Given the option to pick no preference, there is virtually no topic on which either party has majority support. There’s a clear Democratic advantage on climate, education and abortion rights offset by a Republican edge on the generic topic of government spending, but on all these issues key swing blocks say they have no clear preference. And the most basic explanation for why the GOP has a good amount of issue trust is that the public supports a range of conservative ideas.
The public backs conservatives sometimes
It’s less common to see popular right-wing proposals polled, but we found that there is strong support for requiring recipients of social assistance programs to pass a drug test in order to get their benefits. Most voters want the death penalty for murder and rape. And a majority of the public says we should reduce government spending in order to lower taxes.
Or consider gun control. Background checks poll pretty well, but the Democratic agenda on guns is much broader than that, and there’s a considerable range of polling outcomes on the question of banning assault weapons. In a 2019 experiment, Gallup found that minor differences in wording generated huge swings in public opinion. Asked “are you for or against a law which would make it illegal to manufacture, sell or possess semi-automatic guns known as assault rifles,” more than half of respondents said no. But tweaking the question to “do you think there should or should not be a ban on the manufacture, possession and sale of semi-automatic guns known as assault rifles” created a 14-point swing in favor of the ban.
The muddled public
American public opinion is a conflicted jumble of progressive and conservative impulses with limited knowledge of the details of the issues, mixed feelings about the parties, and a preference for divided government and compromise. What’s interesting about polling on party trust is it reveals the enduring significance of this old conventional wisdom even in an era of polarization, presidential tweets, media fragmentation and whatever else has changed about the political system.
It’s common for Democrats to deliberately seek out coverage of their proposals as “sweeping” or “transformational” as if the mass public’s biggest concern about the party is that it’s not left-wing enough. But there’s no evidence that it’s true of the public at large.
In particular, the conservative results on abstract questions about levels of government spending are a reminder that the tactic of bundling many disparate policy items together into a single package is a risky move. The same public that might look favorably on the idea of higher spending on clean energy or education or paid leave does not favor the idea of a broad-based increase in the size of government spending or particularly want to see one party decisively seize control of tax and spending issues. According to our polling, 51.6 percent say we should reduce spending in order to cut taxes, and by a margin of 36-30 respondents trust the GOP more on the topic of government spending.

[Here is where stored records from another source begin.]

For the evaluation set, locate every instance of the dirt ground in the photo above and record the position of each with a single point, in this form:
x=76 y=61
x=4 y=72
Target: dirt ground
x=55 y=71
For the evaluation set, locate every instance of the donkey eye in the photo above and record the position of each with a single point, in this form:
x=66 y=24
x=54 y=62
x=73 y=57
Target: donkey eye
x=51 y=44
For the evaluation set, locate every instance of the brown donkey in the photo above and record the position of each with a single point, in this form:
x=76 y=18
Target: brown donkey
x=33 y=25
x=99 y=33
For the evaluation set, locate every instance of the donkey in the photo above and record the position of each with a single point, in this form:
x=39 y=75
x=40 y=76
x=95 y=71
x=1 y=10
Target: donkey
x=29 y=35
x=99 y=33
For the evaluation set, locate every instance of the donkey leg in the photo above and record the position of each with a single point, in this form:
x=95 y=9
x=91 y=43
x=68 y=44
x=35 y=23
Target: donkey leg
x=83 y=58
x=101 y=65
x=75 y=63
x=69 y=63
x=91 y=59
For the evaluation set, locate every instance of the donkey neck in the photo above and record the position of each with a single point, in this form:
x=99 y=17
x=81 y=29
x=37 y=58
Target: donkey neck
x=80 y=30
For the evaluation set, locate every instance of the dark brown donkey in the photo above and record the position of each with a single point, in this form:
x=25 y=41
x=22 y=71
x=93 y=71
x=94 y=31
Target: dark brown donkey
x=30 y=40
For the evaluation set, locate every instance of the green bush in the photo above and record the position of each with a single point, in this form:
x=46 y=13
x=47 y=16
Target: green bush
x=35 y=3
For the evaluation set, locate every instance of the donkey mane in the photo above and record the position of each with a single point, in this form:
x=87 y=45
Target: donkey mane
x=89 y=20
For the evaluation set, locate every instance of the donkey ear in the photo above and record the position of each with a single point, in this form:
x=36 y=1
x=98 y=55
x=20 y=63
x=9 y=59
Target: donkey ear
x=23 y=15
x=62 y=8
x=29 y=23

None of which is to say that it’s necessarily a mistake for partisans to press for assertive policymaking when they control the levers of power. Activists push for ideas they believe in, and an idea that’s good enough on the merits can be worth paying a political price to enact. But one of the most striking patterns in American politics is a tendency of all newly elected majorities to convince themselves that the public is demanding sweeping change only to be met with rapidly waning public standing and a backlash in the midterms. Underlying that cycle of overreach and backlash is the dynamic revealed in these polls — an electorate that leans left on some topics and right on others, and that does not like to see strong partisan control over any major issue area.